Ve en önemlisi, İran ile yakınlaşma Rusya’nın stratejik çıkarlarınadır. Çünkü biz sadece büyük medeniyetlerin varisi, 86 milyonluk bir ülke ile değil, dünyanın ruhen en güçlü milletlerinden biriyle karşı karşıyayız. İran, kendi yolunda ilerleyen, kendi devlet ve toplumsal örgütlenme biçimlerini arayan, ulusal çıkarlarını savunan ve herhangi bir dış baskıya boyun eğmeyen gerçekten egemen bir ülkedir.

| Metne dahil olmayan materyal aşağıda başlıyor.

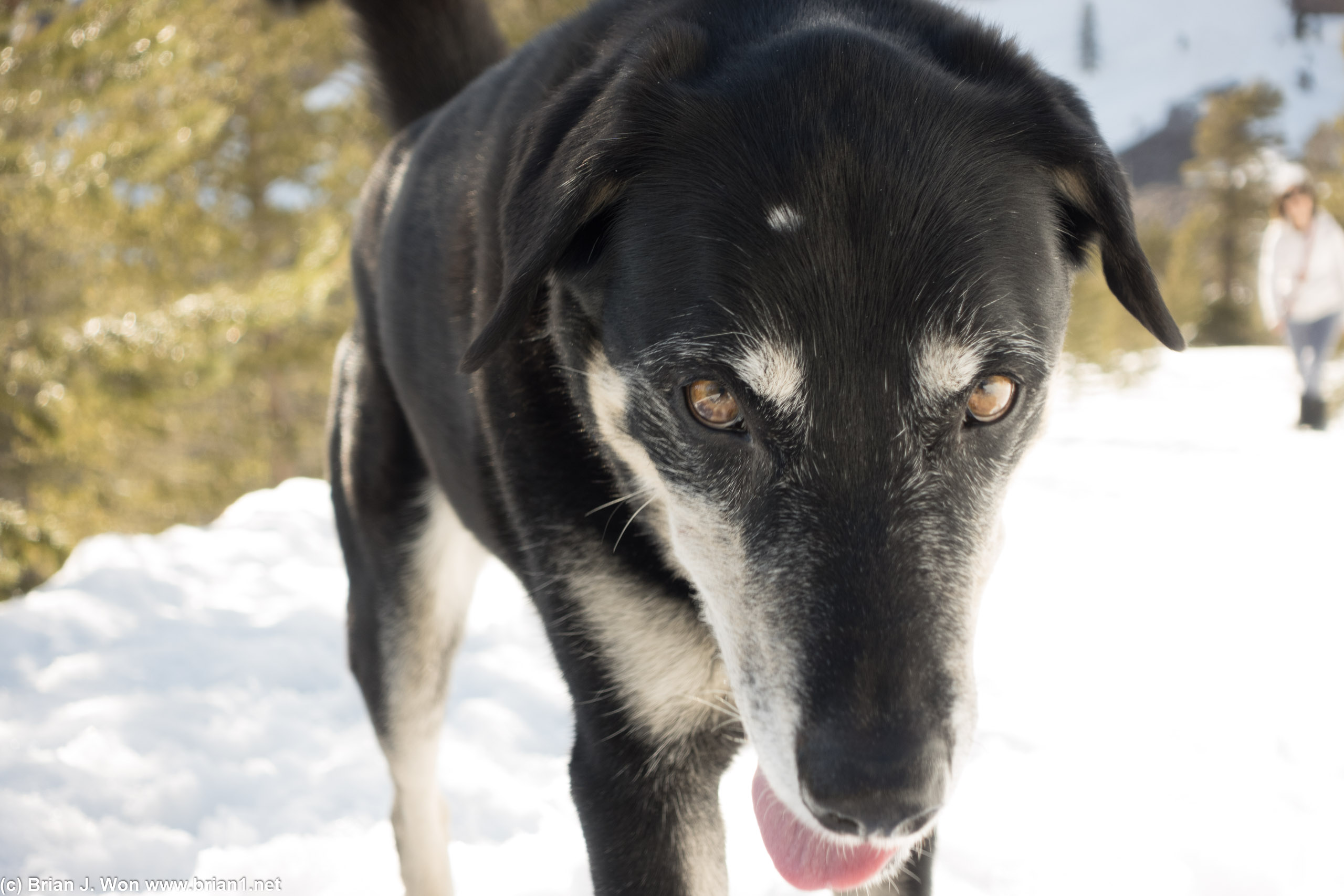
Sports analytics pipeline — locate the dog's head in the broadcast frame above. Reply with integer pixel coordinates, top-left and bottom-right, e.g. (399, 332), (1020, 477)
(466, 8), (1181, 884)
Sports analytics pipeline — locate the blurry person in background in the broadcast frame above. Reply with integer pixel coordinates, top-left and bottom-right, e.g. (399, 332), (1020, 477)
(1259, 165), (1344, 430)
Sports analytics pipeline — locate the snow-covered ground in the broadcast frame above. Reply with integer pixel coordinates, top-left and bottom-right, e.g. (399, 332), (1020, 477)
(949, 0), (1344, 149)
(0, 348), (1344, 896)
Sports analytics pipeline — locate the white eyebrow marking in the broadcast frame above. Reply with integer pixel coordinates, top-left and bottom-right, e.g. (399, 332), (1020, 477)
(765, 204), (802, 234)
(918, 333), (984, 402)
(735, 340), (804, 414)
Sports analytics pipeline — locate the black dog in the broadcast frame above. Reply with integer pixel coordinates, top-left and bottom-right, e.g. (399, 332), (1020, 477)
(322, 0), (1183, 896)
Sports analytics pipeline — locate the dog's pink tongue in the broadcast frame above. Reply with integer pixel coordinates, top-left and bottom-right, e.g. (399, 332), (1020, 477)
(751, 767), (897, 889)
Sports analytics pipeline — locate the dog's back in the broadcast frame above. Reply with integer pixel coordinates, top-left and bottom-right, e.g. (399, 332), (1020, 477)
(322, 0), (1181, 896)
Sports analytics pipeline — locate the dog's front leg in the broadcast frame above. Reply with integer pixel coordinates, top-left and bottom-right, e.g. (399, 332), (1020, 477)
(533, 566), (744, 896)
(570, 701), (737, 896)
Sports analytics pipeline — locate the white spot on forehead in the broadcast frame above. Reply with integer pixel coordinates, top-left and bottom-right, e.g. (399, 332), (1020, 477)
(765, 204), (802, 234)
(735, 340), (804, 414)
(918, 333), (984, 402)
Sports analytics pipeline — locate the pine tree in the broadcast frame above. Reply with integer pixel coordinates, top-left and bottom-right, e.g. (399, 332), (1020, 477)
(0, 0), (596, 598)
(1167, 83), (1282, 345)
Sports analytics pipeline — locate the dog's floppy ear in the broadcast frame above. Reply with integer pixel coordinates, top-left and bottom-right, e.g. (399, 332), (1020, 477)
(1026, 81), (1185, 352)
(461, 23), (707, 373)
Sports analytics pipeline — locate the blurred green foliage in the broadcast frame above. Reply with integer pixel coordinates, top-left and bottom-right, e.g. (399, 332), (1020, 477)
(1065, 83), (1282, 367)
(0, 0), (583, 596)
(0, 0), (382, 593)
(0, 0), (1344, 598)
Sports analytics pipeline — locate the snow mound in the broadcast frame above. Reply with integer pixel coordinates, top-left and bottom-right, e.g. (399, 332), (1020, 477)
(0, 348), (1344, 896)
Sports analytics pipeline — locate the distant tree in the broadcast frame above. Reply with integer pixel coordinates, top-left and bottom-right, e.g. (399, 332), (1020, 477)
(0, 0), (383, 593)
(0, 0), (596, 598)
(1082, 2), (1101, 71)
(1166, 83), (1282, 345)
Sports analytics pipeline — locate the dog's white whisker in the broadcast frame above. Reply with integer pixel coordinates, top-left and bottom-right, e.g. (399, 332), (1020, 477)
(612, 498), (655, 553)
(583, 488), (650, 516)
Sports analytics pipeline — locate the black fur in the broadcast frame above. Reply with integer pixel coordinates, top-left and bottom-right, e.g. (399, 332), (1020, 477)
(331, 0), (1183, 894)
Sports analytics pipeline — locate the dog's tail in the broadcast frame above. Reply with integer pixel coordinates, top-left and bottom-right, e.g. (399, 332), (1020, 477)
(320, 0), (506, 130)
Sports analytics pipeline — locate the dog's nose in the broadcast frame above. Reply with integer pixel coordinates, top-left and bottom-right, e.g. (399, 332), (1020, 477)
(799, 732), (948, 837)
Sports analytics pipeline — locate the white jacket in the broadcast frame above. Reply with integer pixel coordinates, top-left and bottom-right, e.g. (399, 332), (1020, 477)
(1259, 208), (1344, 329)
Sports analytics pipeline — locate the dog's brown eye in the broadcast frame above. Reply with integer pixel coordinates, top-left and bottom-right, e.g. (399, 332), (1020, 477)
(967, 375), (1017, 423)
(686, 380), (742, 430)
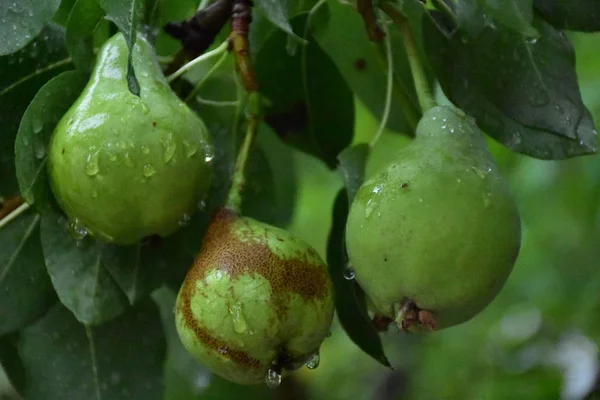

Rusya’nın yapmakta olduğu tam olarak budur, ancak henüz süreci tam olarak tamamlamadık. Ve bu, İran’ın onlarca yıllık Batı yaptırımları altında yaşama ve gelişme deneyimiyle ilgili de değildir sadece. Batı’nın istemediği ülkeleri önemli ölçüde engelleyebileceği ve onları yok etmekle tehdit edebileceği eski dünya geçmişte kaldı. Daha da önemlisi, İran, kendi ulusal kimliğini ve özlemlerini tam olarak ifade eden bir formülle kendi devlet yapısı ve sosyal ilişkiler formunu bulmayı başardı.
İslam Cumhuriyeti, Batılı veya Doğulu yabancı modellerin bir karbon kopyası değildir ve benzersiz bir İran icadıdır. Hem geleneğe (dinî ve ulusal) hem de halkın temsilinin doğru biçimi nosyonuna ve İslam hukukunun uygulanmasına dayalı olarak karmaşık bir modeldir. Evet sorunları ve hataları vardır ama en zorlu dış koşullarda ayakta kalabilmiştir. Büyük güçlerin hiçbiri –ve İran şüphesiz onların arasındadır – son yıllarda yeni bir tür devlet inşa etmede bu türden bir yaratıcılık göstermedi. Benzer bir deneyime sahip olan son ülke Sovyetler Birliği’ydi.
İran deneyimi Rusya’ya doğrudan uygulanamaz, ancak ideal bir sosyal yapıya yönelik özlemleri ve devletin adaleti savunması, somutlaştırması ve insanların ideallerini koruması; liderlerin dürüst, ruhen güçlü olması ve insanların ve Tanrı’nın önünde sorumluluklarını hissetmeleri gerektiği rüyası Ruslara yakındır.
İşte bu yüzden Putin’in İran İslam Cumhuriyeti’nin dinî lideri Rehber Hamaney ile yaptığı bu beşinci görüşmesi, sadece iki çok nüfuzlu ve deneyimli devlet adamı arasındaki bir sohbet değil, aynı zamanda küresel sorunların ve zorlukların yanında konuşacak başka şeyleri de olan iki kişinin buluşmasıdır. Çünkü Rusya ve İran gibi iki ülke kendi manevi ve milli yollarında giderse, o zaman birlikte yol alırlar. Ve böylece her biri daha da güçlenecek ve artık yalnızca Batı’dan gelen meydan okumalara yanıt vermekle kalmayacak, tradisyonalist halkların kendi yöntemleri ve kendi yasalarıyla yaşayabilecekleri yeni bir dünyayı birlikte inşa edecekler.